Le groupe Constellium, spécialisé dans la fabrication de produits en aluminium et fournissant les secteurs de l’aérospatial, l’automobile ou encore des emballages, accuse le secrétaire général de la CGT de vol de tôles en aluminium. « C’est juste impossible » explique Frédéric, un des ouvriers du groupe. « On a le droit d’acheter cent kilos de tôle par an au prix du déchet. En gros, on achète à petit prix des pièces d’aluminium qui ne sont pas vendables car tachées ou rayées. On te le prélève sur ton salaire. Mais tu ne peux pas voler aussi facilement des tôles d’aluminium, les sortir comme ça de l’usine. Le pire c’est que ces tôles sont toujours stockées, Constellium les a encore. Ils n’ont aucune preuve concernant un vol. » D’ailleurs un CSE (Comité Social et Économique) extraordinaire, qui est une instance représentative du personnel, a été saisi en plus de l’inspection du travail par Constellium. Sur les vingt-et-un membres du comité, tous ont voté contre le renvoi de Christian Lacoste et ont conclu à un manque de preuves dans le dossier.

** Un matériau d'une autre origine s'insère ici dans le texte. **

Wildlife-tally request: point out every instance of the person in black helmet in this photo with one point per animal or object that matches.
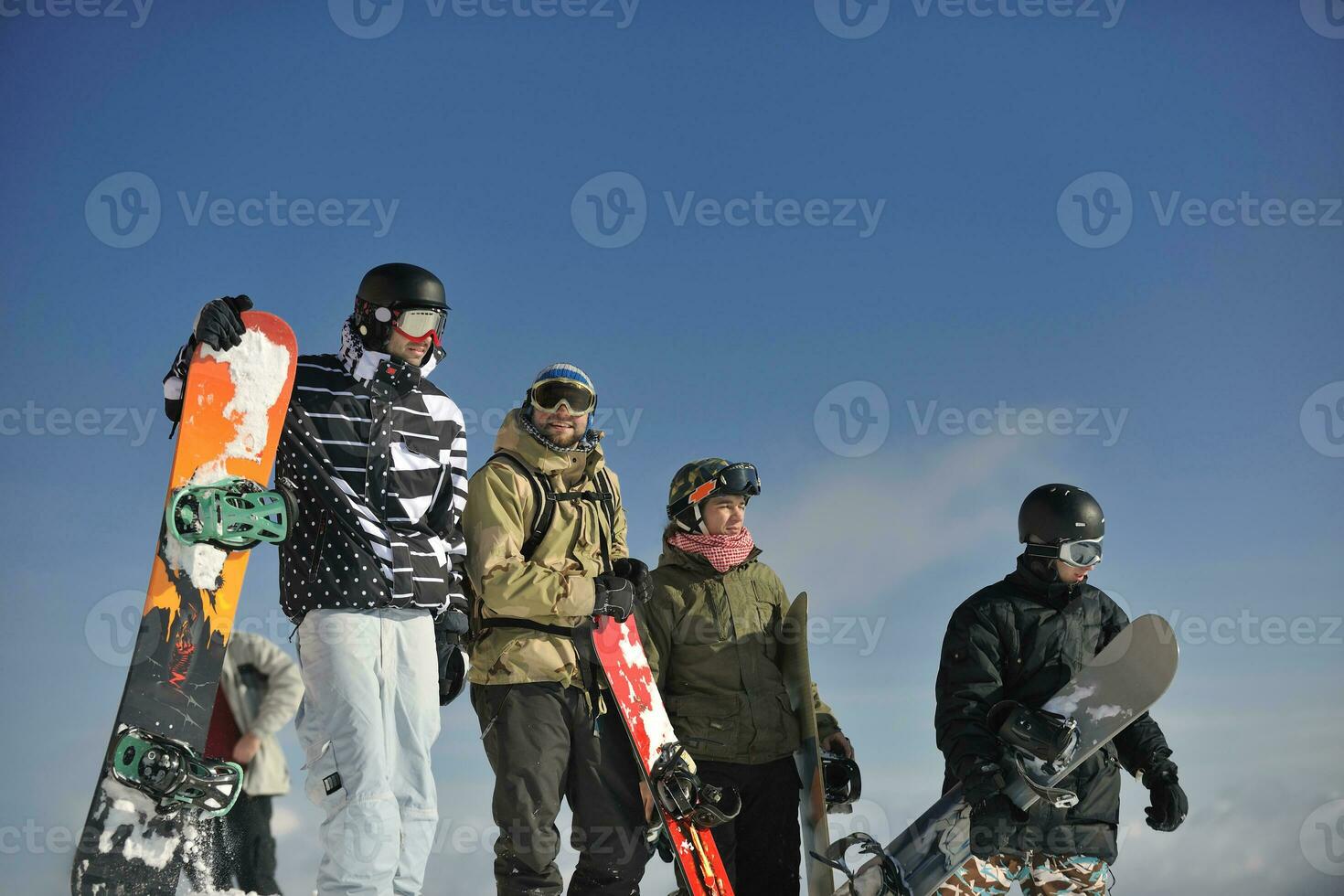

En plus du soutien de la CGT et du CSE, le syndicaliste reçoit celui du NPA (Nouveau Parti Anticapitaliste), de FO (Force Ouvrière) et de l’UCL (Union Communiste Libertaire), présents devant la cité administrative. Patrick Goyeau, militant au NPA, explique leur présence : « On le soutient parce que ce sont des dossiers qui sont montés depuis des années contre lui. C’est un militant obstiné. Il y a quinze jours, après le vote du CSE, Constellium a ajouté de nouvelles accusations. Le groupe s’acharne sur lui. » Il poursuit en racontant une autre affaire tombée sur le dos du secrétaire général : « Un jour, deux salariés étaient en conflit. Après que ça ait fait désordre dans l’usine, un des deux employés a été licencié, pas l’autre. Sauf que celui qui est resté s’est suicidé en 2013. Et Constellium a accusé Christian d’avoir harcelé moralement cette personne et d’être responsable de son suicide ! Il est d’ailleurs convoqué le 11 janvier au tribunal correctionnel sur cette affaire. Sauf qu’entre 2011 et 2015, il y a eu six suicides à Constellium. Ce sont les dirigeants, les responsables du mal-être de leurs employés. » Pour ses collègues, Cyrille, Mickaël et Aurélien, si le groupe porte régulièrement plainte contre lui, c’est « parce qu’en tant que secrétaire général, à chaque nouvelle affaire, c’est lui qui prend pour tous les syndicalistes. Même si aucun tract n’est signé Christian Lacoste, mais bien CGT, ils ne visent que sa personne. Pour donner l’exemple, pour faire peur et se débarrasser de lui, un des seuls qui défend encore les salariés. »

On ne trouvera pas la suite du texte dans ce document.